A square filamentary differential current loop, \(d L\) on a side, is centered at the origin in the \(z=0\) plane in free space. The current \(I\) flows generally in the \(\mathbf{a}_{\phi}\) direction. ( \(a\) ) Assuming that \(r>>d L\), and following a method similar to that in Section \(4.7\), show that $$d \mathbf{A}=\frac{\mu_{0} I(d L)^{2} \sin \theta}{4 \pi r^{2}} \mathbf{a}_{\phi}$$ (b) Show that $$d \mathbf{H}=\frac{I(d L)^{2}}{4 \pi r^{3}}\left(2 \cos \theta \mathbf{a}_{r}+\sin \theta \mathbf{a}_{\theta}\right)$$ The square loop is one form of a magnetic dipole.

Consider a sphere of radius \(r=4\) centered at \((0,0,3)\). Let \(S_{1}\) be that portion of the spherical surface that lies above the \(x y\) plane. Find \(\int_{S_{1}}(\nabla \times \mathbf{H}) \cdot d \mathbf{S}\) if \(\mathbf{H}=3 \rho \mathbf{a}_{\phi}\) in cylindrical coordinates.

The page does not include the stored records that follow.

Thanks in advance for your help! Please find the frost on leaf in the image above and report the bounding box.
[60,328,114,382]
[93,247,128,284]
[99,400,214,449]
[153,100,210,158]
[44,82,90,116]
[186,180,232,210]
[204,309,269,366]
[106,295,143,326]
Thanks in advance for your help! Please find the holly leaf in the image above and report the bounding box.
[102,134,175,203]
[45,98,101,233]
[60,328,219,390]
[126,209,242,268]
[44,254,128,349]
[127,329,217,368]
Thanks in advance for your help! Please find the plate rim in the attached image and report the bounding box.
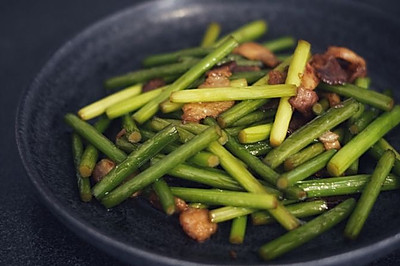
[15,0,400,266]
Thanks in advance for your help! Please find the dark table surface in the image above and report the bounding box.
[0,0,400,265]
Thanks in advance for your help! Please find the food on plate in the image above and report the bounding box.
[65,20,400,260]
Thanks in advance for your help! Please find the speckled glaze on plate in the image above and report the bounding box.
[16,0,400,265]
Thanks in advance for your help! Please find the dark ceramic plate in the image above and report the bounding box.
[17,0,400,265]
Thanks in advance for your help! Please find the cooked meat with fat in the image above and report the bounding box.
[174,197,188,213]
[182,66,235,123]
[321,92,342,107]
[232,65,261,73]
[289,87,318,116]
[179,208,218,242]
[232,42,279,67]
[268,70,287,85]
[311,46,367,85]
[300,63,319,90]
[311,54,347,85]
[287,112,312,135]
[318,130,341,150]
[92,159,115,183]
[326,46,367,82]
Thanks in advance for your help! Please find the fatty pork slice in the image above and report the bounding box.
[179,208,218,242]
[318,130,341,150]
[311,46,367,85]
[182,66,235,123]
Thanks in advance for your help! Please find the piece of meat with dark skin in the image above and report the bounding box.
[268,70,287,85]
[287,112,311,135]
[182,65,235,123]
[182,101,235,123]
[311,46,367,85]
[199,65,232,88]
[289,87,318,116]
[318,130,341,150]
[321,92,342,107]
[174,197,189,213]
[232,42,279,67]
[326,46,367,82]
[179,208,218,242]
[92,159,115,183]
[142,78,165,92]
[232,65,261,73]
[311,54,347,85]
[300,63,319,90]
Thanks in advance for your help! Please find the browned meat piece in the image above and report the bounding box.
[182,66,235,122]
[232,65,261,73]
[92,159,115,183]
[326,46,367,82]
[233,42,279,67]
[287,112,311,135]
[182,101,235,123]
[318,130,341,150]
[179,208,218,242]
[174,197,188,213]
[321,92,342,107]
[268,70,287,85]
[289,87,318,116]
[142,78,165,92]
[311,46,367,85]
[199,65,232,88]
[300,63,319,90]
[311,54,347,85]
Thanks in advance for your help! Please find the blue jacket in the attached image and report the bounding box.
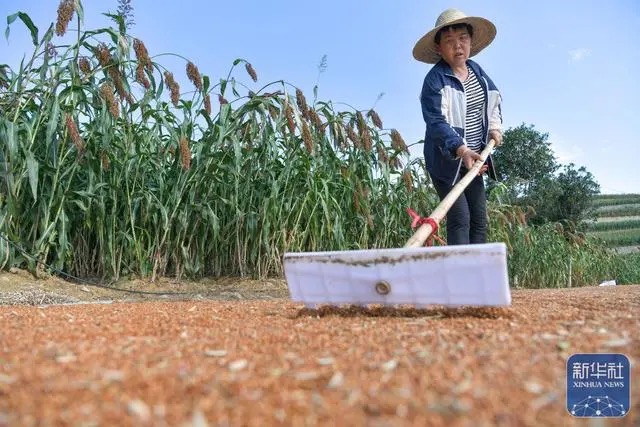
[420,59,502,185]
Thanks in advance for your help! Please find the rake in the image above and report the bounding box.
[283,140,511,308]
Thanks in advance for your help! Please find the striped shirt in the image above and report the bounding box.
[462,66,485,153]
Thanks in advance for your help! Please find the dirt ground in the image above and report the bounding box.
[0,271,640,427]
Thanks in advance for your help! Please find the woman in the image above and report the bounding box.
[413,9,502,245]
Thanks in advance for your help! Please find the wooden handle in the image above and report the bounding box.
[404,139,496,248]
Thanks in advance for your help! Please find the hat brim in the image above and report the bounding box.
[413,16,496,64]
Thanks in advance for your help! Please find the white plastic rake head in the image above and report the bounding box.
[284,243,511,308]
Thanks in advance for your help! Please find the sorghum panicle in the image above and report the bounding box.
[378,145,389,166]
[391,129,409,153]
[187,61,202,90]
[180,136,191,170]
[267,104,279,121]
[284,104,296,133]
[65,113,85,154]
[100,151,111,171]
[302,120,313,154]
[244,62,258,82]
[78,56,91,77]
[296,89,309,117]
[309,108,322,129]
[204,94,211,115]
[109,66,131,101]
[402,169,413,193]
[164,71,180,107]
[100,83,120,118]
[356,111,367,135]
[362,126,373,153]
[368,108,383,129]
[136,63,151,89]
[345,125,362,148]
[96,43,111,67]
[133,39,153,73]
[56,0,76,36]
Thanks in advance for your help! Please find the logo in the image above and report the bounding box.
[567,353,631,418]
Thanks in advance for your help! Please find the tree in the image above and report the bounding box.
[528,163,600,224]
[493,123,558,197]
[494,124,600,223]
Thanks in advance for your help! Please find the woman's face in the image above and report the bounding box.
[436,28,471,67]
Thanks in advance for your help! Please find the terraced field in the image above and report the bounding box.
[588,194,640,253]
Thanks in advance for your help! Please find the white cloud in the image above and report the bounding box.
[569,47,591,62]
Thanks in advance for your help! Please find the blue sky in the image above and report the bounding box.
[0,0,640,193]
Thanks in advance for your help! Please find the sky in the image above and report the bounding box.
[0,0,640,194]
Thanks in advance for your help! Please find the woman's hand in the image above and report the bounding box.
[489,129,502,147]
[456,145,482,170]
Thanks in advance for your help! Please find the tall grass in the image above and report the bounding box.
[587,217,640,231]
[592,194,640,207]
[0,0,640,287]
[593,227,640,247]
[596,204,640,217]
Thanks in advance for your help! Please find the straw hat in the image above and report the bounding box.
[413,9,496,64]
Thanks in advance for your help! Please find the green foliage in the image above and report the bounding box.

Infinitely long filamentary conductors are located in the \(y=0\) plane at \(x=n\) meters where \(n=0, \pm 1, \pm 2, \ldots\) Each carries \(1 \mathrm{~A}\) in the \(\mathbf{a}_{z}\) direction. (a) Find \(\mathbf{H}\) on the \(y\) axis. As a help, $$\sum_{n=1}^{\infty} \frac{y}{y^{2}+n^{2}}=\frac{\pi}{2}-\frac{1}{2 y}+\frac{\pi}{e^{2 \pi y}-1}$$ (b) Compare your result of part \((a)\) to that obtained if the filaments are replaced by a current sheet in the \(y=0\) plane that carries surface current density \(\mathbf{K}=1 \mathbf{a}_{z} \mathrm{~A} / \mathrm{m}\).

Given the field \(\mathbf{H}=20 \rho^{2} \mathbf{a}_{\phi} \mathrm{A} / \mathrm{m}:(a)\) Determine the current density \(\mathbf{J}\). (b) Integrate \(\mathbf{J}\) over the circular surface \(\rho \leq 1,0<\phi<2 \pi, z=0\), to determine the total current passing through that surface in the \(\mathbf{a}_{z}\) direction. (c) Find the total current once more, this time by a line integral around the circular path \(\rho=1,0<\phi<2 \pi, z=0 .\)

A long, straight, nonmagnetic conductor of \(0.2 \mathrm{~mm}\) radius carries a uniformly distributed current of 2 A dc. \((a)\) Find \(J\) within the conductor. (b) Use Ampère's circuital law to find \(\mathbf{H}\) and \(\mathbf{B}\) within the conductor. (c) Show that \(\nabla \times \mathbf{H}=\mathbf{J}\) within the conductor. \((d)\) Find \(\mathbf{H}\) and \(\mathbf{B}\) outside the conductor. \((e)\) Show that \(\nabla \times \mathbf{H}=\mathbf{J}\) outside the conductor.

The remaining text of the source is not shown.